Mucho me temo que han sido muy pocos los arrendatarios que, teniendo derecho a ello, han solicitado la moratoria o reducción de la renta, aunque es de esperar que con la ampliación a tres meses sean algunos más. Lo cierto es que no eran muchos los beneficiados por el R.D.-Ley 11/2020 de 31 de marzo, pues además de ser necesario que sus arrendadores sean también grandes tenedores o empresas o entidades públicas de la vivienda, deben hallarse en situación de vulnerabilidad social o económica sobrevenida como consecuencia de los efectos de la expansión del COVID-19, lo que no es nada sencillo. Al final van a quedar avocados a la solicitud de unas ayudas muy limitadas y que probablemente lleguen tarde.

¿Cómo se está arbitrando el sistema de ayudas?

El R.D.-Ley 11/2020, de 31 de marzo, prevé por un lado una línea de avales que requieren de acuerdo entre el Ministerio de Transportes, Movilidad y Agenda Urbana y el Instituto de Crédito Oficial, para que luego sean las entidades bancarias las que las ofrezcan a las personas en situación de vulnerabilidad económica y social sobrevenida y que, en cualquier caso, no es fácil que opten por esta solución dado su perfil social; y, por otro, unas ayudas directas, más plausibles. Ambas han sido reguladas por sendas Órdenes Ministeriales, que sin embargo, en el caso de las segundas, están pendientes de desarrollo por las Comunidades Autónomas.
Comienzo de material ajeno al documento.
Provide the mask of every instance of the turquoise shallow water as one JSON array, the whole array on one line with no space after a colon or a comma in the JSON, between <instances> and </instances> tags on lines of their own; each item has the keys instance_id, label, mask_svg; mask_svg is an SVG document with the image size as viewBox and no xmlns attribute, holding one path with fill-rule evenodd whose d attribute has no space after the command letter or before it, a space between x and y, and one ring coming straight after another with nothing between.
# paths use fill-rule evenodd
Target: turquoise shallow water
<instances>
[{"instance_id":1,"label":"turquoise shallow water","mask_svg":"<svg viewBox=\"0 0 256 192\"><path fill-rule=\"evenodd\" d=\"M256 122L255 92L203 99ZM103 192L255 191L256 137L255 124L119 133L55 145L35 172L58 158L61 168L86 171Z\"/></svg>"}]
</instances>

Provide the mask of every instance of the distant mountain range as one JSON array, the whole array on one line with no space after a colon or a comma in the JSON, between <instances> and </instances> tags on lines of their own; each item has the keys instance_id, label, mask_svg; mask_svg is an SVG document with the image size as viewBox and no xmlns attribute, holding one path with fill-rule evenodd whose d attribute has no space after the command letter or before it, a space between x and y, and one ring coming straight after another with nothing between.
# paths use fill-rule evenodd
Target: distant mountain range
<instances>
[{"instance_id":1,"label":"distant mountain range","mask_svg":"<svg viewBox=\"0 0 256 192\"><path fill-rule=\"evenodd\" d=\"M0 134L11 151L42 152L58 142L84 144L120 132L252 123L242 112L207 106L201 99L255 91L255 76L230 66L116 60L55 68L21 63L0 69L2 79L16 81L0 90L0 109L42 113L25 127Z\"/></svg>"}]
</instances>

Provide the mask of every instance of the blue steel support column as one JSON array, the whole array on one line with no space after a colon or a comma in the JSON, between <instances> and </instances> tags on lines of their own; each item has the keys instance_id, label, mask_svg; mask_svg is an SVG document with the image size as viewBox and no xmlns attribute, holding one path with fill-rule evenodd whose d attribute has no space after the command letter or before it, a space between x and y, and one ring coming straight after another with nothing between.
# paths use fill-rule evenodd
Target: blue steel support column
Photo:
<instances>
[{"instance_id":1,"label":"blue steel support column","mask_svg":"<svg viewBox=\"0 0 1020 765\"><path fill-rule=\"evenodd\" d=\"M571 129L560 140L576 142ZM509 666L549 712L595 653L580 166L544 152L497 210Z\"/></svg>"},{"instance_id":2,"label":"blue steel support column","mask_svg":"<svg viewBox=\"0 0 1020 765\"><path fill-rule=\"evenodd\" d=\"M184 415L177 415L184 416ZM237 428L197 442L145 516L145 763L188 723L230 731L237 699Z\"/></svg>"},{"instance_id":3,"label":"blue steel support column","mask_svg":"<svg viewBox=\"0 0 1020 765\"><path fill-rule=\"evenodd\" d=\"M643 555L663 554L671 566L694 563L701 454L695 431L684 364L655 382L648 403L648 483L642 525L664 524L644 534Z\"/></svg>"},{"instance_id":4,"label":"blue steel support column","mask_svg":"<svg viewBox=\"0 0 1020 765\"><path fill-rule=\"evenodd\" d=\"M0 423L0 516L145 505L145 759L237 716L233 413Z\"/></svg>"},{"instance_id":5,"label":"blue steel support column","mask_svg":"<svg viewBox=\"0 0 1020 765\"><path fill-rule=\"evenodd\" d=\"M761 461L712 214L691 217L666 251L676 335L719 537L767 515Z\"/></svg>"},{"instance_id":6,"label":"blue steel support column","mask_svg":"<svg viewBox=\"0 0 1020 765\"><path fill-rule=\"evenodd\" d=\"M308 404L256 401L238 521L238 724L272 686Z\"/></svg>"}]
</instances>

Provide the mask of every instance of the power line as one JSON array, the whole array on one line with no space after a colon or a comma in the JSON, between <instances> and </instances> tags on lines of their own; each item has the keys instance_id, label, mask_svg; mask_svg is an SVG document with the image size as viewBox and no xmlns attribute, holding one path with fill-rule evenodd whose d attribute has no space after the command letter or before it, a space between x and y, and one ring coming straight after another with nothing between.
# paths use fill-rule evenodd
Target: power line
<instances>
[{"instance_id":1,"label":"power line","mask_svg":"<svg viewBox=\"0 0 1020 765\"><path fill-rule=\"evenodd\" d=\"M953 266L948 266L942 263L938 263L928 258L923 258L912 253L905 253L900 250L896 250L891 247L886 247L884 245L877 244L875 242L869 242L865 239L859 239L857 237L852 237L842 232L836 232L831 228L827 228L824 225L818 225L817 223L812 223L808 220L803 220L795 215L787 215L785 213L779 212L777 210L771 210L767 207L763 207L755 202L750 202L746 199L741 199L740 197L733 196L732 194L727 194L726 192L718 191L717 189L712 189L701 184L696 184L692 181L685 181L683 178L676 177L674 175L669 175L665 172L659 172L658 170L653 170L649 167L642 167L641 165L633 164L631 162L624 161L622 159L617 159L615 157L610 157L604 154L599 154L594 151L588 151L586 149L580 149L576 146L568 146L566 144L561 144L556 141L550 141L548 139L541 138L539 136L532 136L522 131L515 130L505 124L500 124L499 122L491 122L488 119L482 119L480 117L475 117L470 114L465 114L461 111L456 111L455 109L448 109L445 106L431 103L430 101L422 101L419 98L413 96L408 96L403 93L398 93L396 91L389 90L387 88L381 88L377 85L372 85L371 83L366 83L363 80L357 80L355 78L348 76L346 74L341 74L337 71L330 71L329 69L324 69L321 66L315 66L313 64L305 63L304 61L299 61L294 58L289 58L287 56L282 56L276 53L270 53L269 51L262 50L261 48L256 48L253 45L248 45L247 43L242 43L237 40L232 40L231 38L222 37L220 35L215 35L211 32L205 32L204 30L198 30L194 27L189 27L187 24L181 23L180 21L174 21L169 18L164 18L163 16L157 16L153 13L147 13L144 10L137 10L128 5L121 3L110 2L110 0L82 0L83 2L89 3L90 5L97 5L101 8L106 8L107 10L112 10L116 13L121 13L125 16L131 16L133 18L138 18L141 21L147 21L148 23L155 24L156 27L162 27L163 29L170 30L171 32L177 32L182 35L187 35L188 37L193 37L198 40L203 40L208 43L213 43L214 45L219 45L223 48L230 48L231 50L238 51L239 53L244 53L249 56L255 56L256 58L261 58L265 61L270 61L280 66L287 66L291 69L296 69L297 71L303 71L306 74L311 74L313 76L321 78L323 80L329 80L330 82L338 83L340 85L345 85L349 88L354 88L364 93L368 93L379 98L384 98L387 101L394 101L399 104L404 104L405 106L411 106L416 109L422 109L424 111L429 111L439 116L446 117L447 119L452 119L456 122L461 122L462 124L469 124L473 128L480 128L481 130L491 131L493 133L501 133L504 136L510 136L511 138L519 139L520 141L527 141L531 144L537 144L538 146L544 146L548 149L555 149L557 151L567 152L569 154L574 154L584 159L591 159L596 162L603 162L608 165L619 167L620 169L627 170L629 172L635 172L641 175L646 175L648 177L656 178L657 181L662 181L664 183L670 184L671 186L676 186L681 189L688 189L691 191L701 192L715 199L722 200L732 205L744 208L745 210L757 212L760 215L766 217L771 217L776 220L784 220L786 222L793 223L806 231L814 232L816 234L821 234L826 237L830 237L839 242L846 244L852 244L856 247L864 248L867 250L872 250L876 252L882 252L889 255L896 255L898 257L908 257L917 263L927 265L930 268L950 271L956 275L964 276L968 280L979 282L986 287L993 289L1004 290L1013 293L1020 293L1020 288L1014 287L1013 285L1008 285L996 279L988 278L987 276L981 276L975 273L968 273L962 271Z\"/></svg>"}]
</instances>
¿Qué va a pasar con los juicios de desahucio? 

Aun cuando el Art. 1 del Real Decreto pueda perseguir un fin loable como es la protección de las personas más vulnerables, no resulta muy comprensible que esta función social que debe corresponder al Estado se cargue sobre las espaldas de muchos propietarios, que van a verse avocados a no cobrar la renta durante un periodo muy prolongado de tiempo que seguro va ir mucho más allá de los seis meses previstos de suspensión extraordinaria. Además, hay que tener en cuenta que la protección de las personas vulnerables y la intervención de los servicios sociales ya estaba recogida en el R.D.-Ley 7/2019, de 1 de marzo, por lo que no era estrictamente necesaria una configuración distinta a la existente.

Curiosamente, ahora van a concurrir dos situaciones de vulnerabilidad distintas. Por un lado, la que se ha venido considerando hasta la fecha en los juicios de desahucio, y por otro, la específica de vulnerabilidad social o económica sobrevenida como consecuencia de los efectos de la expansión del COVID-19, que exige el cumplimiento de los presupuestos recogidos en el R.D.-Ley 11/2020. Creo sinceramente que había otros medios de protección social que no requerían la suspensión, todavía mayor, de muchos juicios de desahucio.

¿Alguna recomendación final?

Se avecinan tiempos convulsos para los contratos de arrendamiento y nuestra labor como abogados es fundamental. Tenemos que hacer un esfuerzo para concienciar a arrendadores y arrendatarios de que el acuerdo entre las partes es la mejor solución posible.